Sahifa is the product of a two-year-long conversation amongst a group of Kenyan academics, writers, journalists, and poets, regarding the lack of a medium that brings together rigorous research, public intellectualism, long-form journalism and creative writing under one platform. From a strictly Kenyan perspective, the idea of starting Sahifa was also informed by the collapse of a number of other Kenyan-based journals, and was presented as a way of fashioning out a new and more sustainable model.  

Sahifa was launched on the 9th of October 2020, and two weeks later, announced its first open ‘Call For Stories’ for its inaugural issue, ‘Futures and Dreams’. The journal has since expanded its remit and will be publishing work from the wider Eastern Africa region: Kenya, Uganda, Tanzania, Somalia, South Sudan, Ethiopia, and Mozambique.

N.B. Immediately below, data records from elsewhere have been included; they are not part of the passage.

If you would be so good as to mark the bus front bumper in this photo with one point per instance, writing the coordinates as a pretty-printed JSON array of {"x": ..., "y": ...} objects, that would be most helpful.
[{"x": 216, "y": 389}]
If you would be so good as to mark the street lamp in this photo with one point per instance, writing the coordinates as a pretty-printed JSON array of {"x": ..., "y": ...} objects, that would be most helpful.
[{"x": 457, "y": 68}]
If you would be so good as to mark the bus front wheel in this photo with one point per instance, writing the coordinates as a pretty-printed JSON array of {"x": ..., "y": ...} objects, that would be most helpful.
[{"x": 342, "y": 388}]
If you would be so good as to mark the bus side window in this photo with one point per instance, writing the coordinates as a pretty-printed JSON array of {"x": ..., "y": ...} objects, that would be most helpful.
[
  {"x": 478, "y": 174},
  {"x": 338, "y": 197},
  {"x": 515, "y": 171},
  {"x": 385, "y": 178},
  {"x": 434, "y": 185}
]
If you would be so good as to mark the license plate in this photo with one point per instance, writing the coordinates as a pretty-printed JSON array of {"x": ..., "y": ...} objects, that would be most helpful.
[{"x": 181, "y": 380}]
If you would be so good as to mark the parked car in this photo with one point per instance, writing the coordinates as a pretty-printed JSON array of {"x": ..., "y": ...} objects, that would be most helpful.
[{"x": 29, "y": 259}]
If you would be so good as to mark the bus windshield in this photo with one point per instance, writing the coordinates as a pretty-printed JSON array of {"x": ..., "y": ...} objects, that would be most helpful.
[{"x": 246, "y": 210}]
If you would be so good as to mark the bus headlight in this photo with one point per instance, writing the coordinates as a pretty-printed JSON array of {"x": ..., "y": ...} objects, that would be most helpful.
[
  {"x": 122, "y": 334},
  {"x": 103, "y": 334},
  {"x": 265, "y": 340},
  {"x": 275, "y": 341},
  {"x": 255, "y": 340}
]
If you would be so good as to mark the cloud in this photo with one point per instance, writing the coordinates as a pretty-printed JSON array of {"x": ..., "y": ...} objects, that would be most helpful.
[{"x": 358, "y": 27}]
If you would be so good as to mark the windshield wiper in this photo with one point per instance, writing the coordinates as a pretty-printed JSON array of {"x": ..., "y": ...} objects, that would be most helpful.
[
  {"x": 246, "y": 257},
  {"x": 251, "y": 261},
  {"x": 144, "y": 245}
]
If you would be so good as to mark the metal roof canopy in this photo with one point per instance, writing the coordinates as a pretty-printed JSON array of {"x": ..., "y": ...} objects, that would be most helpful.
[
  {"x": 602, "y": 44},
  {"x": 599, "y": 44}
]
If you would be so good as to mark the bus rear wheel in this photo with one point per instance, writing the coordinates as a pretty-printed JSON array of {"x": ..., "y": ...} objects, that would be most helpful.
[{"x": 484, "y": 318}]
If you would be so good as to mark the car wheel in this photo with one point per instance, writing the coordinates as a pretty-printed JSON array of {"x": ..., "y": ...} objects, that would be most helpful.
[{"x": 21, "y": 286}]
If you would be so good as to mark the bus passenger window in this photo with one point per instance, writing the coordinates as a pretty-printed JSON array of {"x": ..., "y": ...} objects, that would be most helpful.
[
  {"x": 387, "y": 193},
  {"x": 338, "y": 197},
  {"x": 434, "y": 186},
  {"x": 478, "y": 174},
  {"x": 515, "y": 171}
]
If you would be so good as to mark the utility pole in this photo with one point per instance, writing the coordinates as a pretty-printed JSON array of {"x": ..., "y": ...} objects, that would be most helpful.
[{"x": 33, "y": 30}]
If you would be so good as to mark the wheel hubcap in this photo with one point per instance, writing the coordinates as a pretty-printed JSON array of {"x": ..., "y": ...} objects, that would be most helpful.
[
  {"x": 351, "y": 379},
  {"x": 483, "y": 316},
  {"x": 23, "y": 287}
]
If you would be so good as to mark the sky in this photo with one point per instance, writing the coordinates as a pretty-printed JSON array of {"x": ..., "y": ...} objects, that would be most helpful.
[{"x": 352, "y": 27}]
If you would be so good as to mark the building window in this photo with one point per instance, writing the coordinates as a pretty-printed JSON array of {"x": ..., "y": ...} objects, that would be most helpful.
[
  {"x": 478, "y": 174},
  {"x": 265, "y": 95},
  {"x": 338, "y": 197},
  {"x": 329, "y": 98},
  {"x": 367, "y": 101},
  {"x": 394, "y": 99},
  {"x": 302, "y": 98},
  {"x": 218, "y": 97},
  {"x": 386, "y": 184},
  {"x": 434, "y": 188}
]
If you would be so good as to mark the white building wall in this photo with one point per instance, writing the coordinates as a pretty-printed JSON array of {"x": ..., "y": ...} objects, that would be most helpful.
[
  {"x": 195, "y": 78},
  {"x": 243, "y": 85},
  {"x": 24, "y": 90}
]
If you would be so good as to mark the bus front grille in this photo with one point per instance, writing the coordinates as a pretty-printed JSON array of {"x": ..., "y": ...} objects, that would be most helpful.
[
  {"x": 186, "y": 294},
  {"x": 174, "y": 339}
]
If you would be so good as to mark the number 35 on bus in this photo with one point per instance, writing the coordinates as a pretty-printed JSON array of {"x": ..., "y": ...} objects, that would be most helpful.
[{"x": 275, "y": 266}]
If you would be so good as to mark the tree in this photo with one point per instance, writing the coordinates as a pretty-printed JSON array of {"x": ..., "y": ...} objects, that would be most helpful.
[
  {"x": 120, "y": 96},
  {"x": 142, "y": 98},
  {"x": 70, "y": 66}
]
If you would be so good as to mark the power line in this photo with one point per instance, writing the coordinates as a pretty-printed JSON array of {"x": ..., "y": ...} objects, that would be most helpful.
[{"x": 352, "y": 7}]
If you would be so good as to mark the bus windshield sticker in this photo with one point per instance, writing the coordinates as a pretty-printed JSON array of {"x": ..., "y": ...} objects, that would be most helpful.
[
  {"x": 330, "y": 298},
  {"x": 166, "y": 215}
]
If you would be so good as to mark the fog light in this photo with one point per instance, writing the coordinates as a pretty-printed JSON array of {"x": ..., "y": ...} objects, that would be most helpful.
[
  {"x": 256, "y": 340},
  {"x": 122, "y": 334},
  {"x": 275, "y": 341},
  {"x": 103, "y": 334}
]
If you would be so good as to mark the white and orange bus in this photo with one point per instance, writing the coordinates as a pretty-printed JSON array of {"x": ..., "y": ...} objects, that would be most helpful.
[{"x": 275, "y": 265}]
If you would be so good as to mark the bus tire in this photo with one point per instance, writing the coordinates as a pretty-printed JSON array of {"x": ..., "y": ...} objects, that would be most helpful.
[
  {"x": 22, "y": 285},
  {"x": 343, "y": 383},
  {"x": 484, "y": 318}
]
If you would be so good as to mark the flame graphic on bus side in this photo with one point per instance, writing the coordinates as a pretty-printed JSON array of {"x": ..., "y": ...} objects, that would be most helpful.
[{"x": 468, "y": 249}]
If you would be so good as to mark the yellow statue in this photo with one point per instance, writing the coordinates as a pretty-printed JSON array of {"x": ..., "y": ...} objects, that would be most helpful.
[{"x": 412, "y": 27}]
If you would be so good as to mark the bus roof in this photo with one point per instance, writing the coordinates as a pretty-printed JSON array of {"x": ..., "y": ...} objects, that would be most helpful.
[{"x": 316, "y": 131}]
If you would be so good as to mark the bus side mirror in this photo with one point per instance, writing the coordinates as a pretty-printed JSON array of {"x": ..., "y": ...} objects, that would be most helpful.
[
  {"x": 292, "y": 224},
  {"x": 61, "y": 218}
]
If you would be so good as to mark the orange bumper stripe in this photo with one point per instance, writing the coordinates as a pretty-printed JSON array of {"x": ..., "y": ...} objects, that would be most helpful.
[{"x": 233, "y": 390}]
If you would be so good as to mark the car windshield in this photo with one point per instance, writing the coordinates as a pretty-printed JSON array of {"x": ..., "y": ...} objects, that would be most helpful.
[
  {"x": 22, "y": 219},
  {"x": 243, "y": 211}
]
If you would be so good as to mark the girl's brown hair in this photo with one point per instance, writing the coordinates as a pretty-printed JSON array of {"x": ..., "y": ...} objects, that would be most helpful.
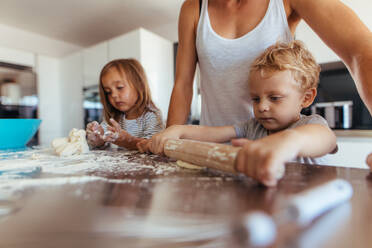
[
  {"x": 133, "y": 72},
  {"x": 291, "y": 56}
]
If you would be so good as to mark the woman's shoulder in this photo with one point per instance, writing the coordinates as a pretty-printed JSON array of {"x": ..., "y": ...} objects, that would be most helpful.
[{"x": 190, "y": 10}]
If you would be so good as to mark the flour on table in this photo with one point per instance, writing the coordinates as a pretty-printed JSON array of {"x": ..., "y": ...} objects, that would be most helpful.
[
  {"x": 187, "y": 165},
  {"x": 74, "y": 144}
]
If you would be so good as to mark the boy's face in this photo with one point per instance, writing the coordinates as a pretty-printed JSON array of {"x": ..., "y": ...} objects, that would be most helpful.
[{"x": 277, "y": 99}]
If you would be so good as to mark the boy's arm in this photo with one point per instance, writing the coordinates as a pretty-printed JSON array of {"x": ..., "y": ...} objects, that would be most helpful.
[
  {"x": 313, "y": 140},
  {"x": 201, "y": 133},
  {"x": 263, "y": 159}
]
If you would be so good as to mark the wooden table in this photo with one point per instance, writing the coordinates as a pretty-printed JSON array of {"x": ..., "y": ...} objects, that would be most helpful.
[{"x": 183, "y": 209}]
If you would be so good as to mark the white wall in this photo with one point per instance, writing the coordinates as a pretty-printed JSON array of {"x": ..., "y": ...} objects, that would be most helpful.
[
  {"x": 352, "y": 152},
  {"x": 156, "y": 56},
  {"x": 49, "y": 89},
  {"x": 125, "y": 46},
  {"x": 157, "y": 59},
  {"x": 18, "y": 57},
  {"x": 322, "y": 53},
  {"x": 35, "y": 43},
  {"x": 71, "y": 80},
  {"x": 168, "y": 31}
]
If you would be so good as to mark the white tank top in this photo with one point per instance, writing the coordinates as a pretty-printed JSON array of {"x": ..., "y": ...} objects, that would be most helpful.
[{"x": 224, "y": 64}]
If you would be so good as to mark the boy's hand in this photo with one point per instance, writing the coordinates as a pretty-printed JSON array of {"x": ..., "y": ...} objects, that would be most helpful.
[
  {"x": 94, "y": 134},
  {"x": 159, "y": 139},
  {"x": 264, "y": 159},
  {"x": 144, "y": 146}
]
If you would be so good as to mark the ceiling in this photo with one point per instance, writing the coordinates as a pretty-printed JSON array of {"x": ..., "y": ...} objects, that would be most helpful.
[{"x": 87, "y": 22}]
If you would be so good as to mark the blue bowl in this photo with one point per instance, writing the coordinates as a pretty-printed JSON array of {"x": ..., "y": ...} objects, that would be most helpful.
[{"x": 16, "y": 133}]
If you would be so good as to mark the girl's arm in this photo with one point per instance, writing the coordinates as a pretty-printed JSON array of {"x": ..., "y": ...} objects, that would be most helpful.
[
  {"x": 264, "y": 158},
  {"x": 120, "y": 137},
  {"x": 341, "y": 29},
  {"x": 202, "y": 133},
  {"x": 181, "y": 98}
]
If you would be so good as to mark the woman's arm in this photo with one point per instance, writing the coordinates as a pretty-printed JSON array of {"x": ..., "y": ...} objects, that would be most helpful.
[
  {"x": 179, "y": 107},
  {"x": 341, "y": 29}
]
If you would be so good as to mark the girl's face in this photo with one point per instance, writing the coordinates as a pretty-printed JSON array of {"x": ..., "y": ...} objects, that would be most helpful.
[
  {"x": 121, "y": 94},
  {"x": 277, "y": 100}
]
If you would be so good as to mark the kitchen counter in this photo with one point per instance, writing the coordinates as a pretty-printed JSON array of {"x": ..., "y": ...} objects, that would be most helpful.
[{"x": 137, "y": 200}]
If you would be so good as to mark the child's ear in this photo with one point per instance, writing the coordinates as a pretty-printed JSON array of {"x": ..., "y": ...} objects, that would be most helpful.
[{"x": 309, "y": 97}]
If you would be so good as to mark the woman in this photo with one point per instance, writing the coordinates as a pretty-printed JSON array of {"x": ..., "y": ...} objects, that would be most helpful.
[{"x": 224, "y": 36}]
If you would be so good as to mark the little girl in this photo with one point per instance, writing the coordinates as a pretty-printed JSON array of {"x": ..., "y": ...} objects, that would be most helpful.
[{"x": 129, "y": 114}]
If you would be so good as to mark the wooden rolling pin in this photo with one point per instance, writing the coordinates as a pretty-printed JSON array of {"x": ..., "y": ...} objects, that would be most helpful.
[{"x": 211, "y": 155}]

Sahifa is inspired by a journal of the same name that was published between October 1930 and February 1931. The double-size sheets of paper covering a particular topic each Monday attempted to provide intellectual energy for the citizens of the East African city of Mombasa, under the context of British colonialism and the veritable advance of Western culture. The journal’s editor and publisher, Al-Amin bin Ali Mazrui (1891-1947) is now renowned as one of East Africa’s most important champions for social reform in a large expanse along the Western Indian Ocean. In the original Sahifa pamphlets, Mazrui drew first from Kiswahili’s rich resource of discursive traditions, and then from Mombasa’s pre-colonial diasporic networks with the Indian Ocean World – so as to interpret the colonial experience and reimagine a distinctive African vision for the future.

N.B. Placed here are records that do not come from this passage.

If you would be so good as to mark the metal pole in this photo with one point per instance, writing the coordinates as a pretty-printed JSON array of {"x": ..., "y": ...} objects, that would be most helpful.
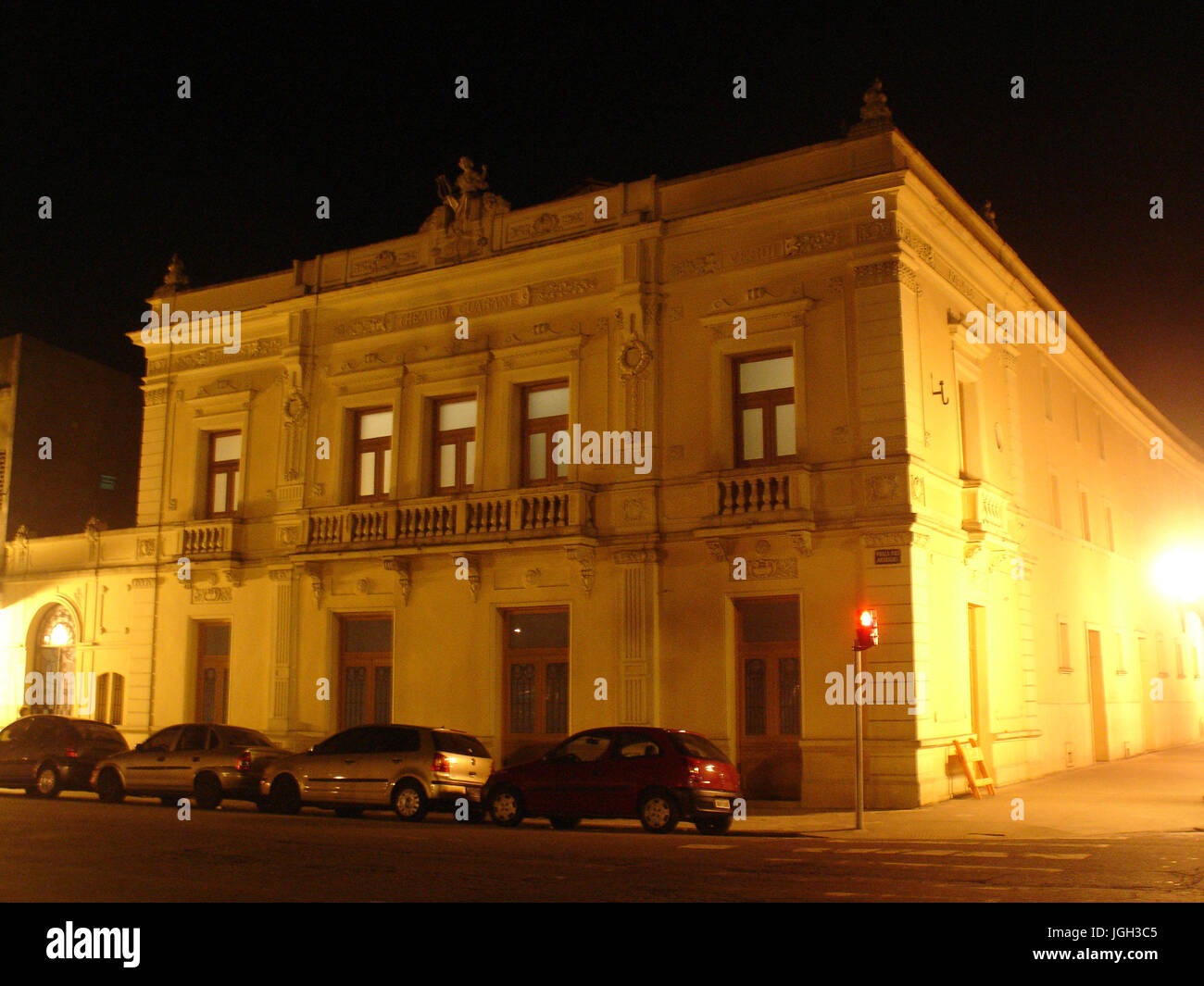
[{"x": 858, "y": 730}]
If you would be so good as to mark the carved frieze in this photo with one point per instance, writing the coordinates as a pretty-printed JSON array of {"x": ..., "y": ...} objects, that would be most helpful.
[
  {"x": 212, "y": 593},
  {"x": 885, "y": 272},
  {"x": 216, "y": 356}
]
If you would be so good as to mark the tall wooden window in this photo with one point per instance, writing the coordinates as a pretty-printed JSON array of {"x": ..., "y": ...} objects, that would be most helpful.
[
  {"x": 545, "y": 413},
  {"x": 767, "y": 654},
  {"x": 212, "y": 672},
  {"x": 372, "y": 457},
  {"x": 365, "y": 670},
  {"x": 224, "y": 493},
  {"x": 763, "y": 389},
  {"x": 536, "y": 655},
  {"x": 109, "y": 697},
  {"x": 456, "y": 444}
]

The term Sahifa, the Swahili alternative for ukurasa, the term for “page”, signifies the claims to originality, and hence, universality, of our agenda. In Arabic, from which Swahili loans a significant number of its words, it refers to a “blank surface for writing”. We believe in the spirit and the possibilities of the blank page for new thought, and are inspired by Mazrui’s attempt to imagine, think and write from a non-Western perspective.

The story of Sahifa remains a tiny piece of evidence amongst the multiple examples that show that Africans have largely been thinking beings, who have not only produced knowledge in relation to themselves, but also about the world, in their own terms. 

Sahifa is registered in Kenya as a company limited by guarantee, and operate as a not for profit organisation.